Die Sopranos-Stars Michael Imperioli und Steve Schirripa im Interview: “Ich hoffe nur, dass sie Tony nicht vor seiner Familie getötet haben”

James Gandolfini fühlte sich endlich frei von Tony Soprano. Als Gangster aus New Jersey mit gerunzelter Stirn, Blut an den Händen und existentieller Langeweile in seinem Bauch hatte er das Fernsehen verändert. Die Sopranistinnen war ein Moloch über eine kriminelle Familie in der Krise, deren Star dauerhaft in der Überlieferung der Popkultur verankert ist.

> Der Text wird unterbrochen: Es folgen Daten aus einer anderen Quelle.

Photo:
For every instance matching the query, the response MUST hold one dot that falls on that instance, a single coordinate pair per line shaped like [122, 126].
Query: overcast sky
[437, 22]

Aber es hatte seinen Preis. „Er wurde ein bekannter Name, und es hat ihn beeinflusst“, sagt Steve Schirripa, auch bekannt als der loyale, Lasagne-liebende Fußsoldat der Show, Bobby Baccalieri. “Er hat sich nie wohl gefühlt, im Mittelpunkt der Aufmerksamkeit zu stehen.”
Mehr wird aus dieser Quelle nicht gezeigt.